Nesse momento, minha mãe apareceu, parando na passagem que levava à varanda. Parecia hesitar.

— Gaia, podemos conversar? — Ela perguntou gentilmente.

Gaia obviamente ficou sem reação ante aquela pergunta.

— Vou deixá-las a sós. — Anunciei. — Qualquer coisa, Gaia, estarei por perto.

Depois disso, voltei para dentro e me sentei em uma das poltronas mais perto do fogo. Contemplei as chamas, perguntando-me qual desafio viria a seguir.

— Lydia, você está bem? — Alguém perguntou, sobressaltando-me.

Era Héstia. Ela sentou-se de frente para mim, me olhando com preocupação.

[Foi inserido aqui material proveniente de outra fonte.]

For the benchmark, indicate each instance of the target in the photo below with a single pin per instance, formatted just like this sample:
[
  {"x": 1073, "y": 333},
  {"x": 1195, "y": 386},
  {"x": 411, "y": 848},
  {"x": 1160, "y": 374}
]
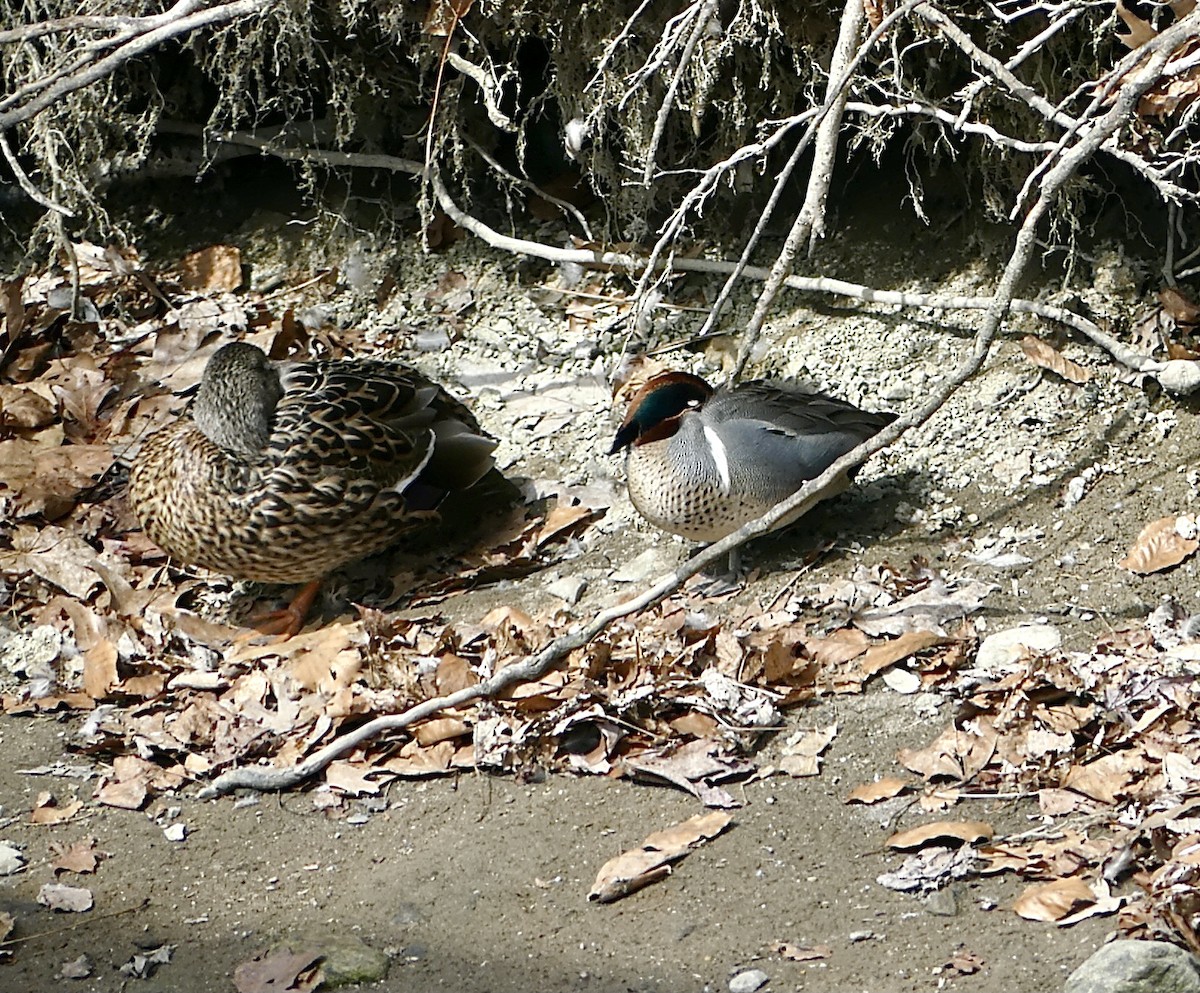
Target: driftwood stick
[{"x": 129, "y": 50}]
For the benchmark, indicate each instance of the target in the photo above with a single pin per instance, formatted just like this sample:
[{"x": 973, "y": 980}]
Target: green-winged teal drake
[
  {"x": 702, "y": 462},
  {"x": 282, "y": 471}
]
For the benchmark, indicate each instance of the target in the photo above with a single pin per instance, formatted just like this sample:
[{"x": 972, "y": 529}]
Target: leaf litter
[{"x": 1107, "y": 738}]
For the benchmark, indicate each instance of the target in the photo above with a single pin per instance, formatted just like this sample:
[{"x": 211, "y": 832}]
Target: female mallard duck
[
  {"x": 282, "y": 471},
  {"x": 703, "y": 462}
]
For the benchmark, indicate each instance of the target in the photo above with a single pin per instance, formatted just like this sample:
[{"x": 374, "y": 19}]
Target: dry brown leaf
[
  {"x": 129, "y": 784},
  {"x": 801, "y": 952},
  {"x": 100, "y": 669},
  {"x": 564, "y": 521},
  {"x": 1054, "y": 901},
  {"x": 963, "y": 963},
  {"x": 958, "y": 753},
  {"x": 454, "y": 674},
  {"x": 24, "y": 407},
  {"x": 881, "y": 789},
  {"x": 82, "y": 858},
  {"x": 59, "y": 557},
  {"x": 639, "y": 867},
  {"x": 216, "y": 269},
  {"x": 1108, "y": 777},
  {"x": 885, "y": 654},
  {"x": 1047, "y": 356},
  {"x": 47, "y": 810},
  {"x": 967, "y": 831},
  {"x": 1162, "y": 543},
  {"x": 441, "y": 729},
  {"x": 840, "y": 647},
  {"x": 417, "y": 760},
  {"x": 353, "y": 777},
  {"x": 1179, "y": 306},
  {"x": 695, "y": 724},
  {"x": 1140, "y": 31}
]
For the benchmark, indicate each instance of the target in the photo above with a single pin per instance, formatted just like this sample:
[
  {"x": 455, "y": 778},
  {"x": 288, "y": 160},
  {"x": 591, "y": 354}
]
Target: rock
[
  {"x": 943, "y": 903},
  {"x": 568, "y": 588},
  {"x": 748, "y": 981},
  {"x": 11, "y": 860},
  {"x": 349, "y": 961},
  {"x": 649, "y": 564},
  {"x": 1137, "y": 967},
  {"x": 1003, "y": 648}
]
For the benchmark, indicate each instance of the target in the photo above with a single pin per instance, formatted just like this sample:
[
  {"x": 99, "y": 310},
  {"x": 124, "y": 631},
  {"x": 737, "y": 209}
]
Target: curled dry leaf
[
  {"x": 47, "y": 810},
  {"x": 82, "y": 856},
  {"x": 1180, "y": 307},
  {"x": 216, "y": 269},
  {"x": 881, "y": 789},
  {"x": 801, "y": 952},
  {"x": 966, "y": 831},
  {"x": 639, "y": 867},
  {"x": 909, "y": 643},
  {"x": 1047, "y": 356},
  {"x": 73, "y": 900},
  {"x": 1054, "y": 901},
  {"x": 1162, "y": 543}
]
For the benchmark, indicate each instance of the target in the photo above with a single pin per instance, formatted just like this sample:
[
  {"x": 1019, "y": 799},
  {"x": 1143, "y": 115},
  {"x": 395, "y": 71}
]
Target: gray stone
[
  {"x": 569, "y": 588},
  {"x": 1137, "y": 967},
  {"x": 348, "y": 961},
  {"x": 748, "y": 981}
]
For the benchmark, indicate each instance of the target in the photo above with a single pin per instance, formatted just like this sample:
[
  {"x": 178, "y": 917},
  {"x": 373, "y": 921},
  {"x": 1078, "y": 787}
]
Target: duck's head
[
  {"x": 655, "y": 409},
  {"x": 235, "y": 403}
]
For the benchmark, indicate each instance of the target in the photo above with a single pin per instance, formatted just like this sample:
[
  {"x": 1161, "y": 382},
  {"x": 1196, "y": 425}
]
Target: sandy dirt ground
[{"x": 479, "y": 882}]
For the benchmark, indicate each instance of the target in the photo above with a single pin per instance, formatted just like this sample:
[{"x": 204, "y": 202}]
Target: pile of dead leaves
[{"x": 1107, "y": 740}]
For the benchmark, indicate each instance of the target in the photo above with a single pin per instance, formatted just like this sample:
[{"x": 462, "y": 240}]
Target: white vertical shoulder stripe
[{"x": 720, "y": 458}]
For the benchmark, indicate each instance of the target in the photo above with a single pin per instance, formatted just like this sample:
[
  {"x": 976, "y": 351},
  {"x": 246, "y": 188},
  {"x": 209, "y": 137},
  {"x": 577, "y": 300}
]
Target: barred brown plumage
[{"x": 282, "y": 471}]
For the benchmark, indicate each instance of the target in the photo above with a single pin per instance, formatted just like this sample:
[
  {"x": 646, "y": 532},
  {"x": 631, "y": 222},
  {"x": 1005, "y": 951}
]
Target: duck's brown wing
[{"x": 379, "y": 421}]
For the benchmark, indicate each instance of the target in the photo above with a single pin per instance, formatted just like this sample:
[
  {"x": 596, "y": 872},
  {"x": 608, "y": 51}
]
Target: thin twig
[
  {"x": 703, "y": 12},
  {"x": 130, "y": 50},
  {"x": 825, "y": 149}
]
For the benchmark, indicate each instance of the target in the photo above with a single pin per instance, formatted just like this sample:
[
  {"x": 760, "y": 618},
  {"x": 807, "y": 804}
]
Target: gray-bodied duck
[
  {"x": 282, "y": 471},
  {"x": 703, "y": 462}
]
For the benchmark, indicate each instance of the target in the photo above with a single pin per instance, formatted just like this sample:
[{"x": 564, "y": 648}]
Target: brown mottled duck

— Estou. — Respondi — Só ... Pensando no futuro.

— É inútil se preocupar com o futuro. — Minha tia lembrou gentilmente. — Você só pode esperar e ter coragem para enfrentar o que vier. Em uma guerra, tudo de que precisa é de um motivo, algo em que acredite tão firmemente que lhe dê forças para enfrentar todo o horror. Qual é o seu motivo, Lydia?

Por um momento cogitei a ideia de mentir, mas algo me deteve. Eu não queria contar a verdade, que lutava apenas porque sabia que era o certo a ser feito.

De repente, os rostos de meus pais adotivos surgiram em minha mente, seguidos por Elena, Ares e os outros olimpianos. Foi então que percebi algo que sempre estivera ali. Eu não lutava por dever. Era por eles. Sempre havia sido.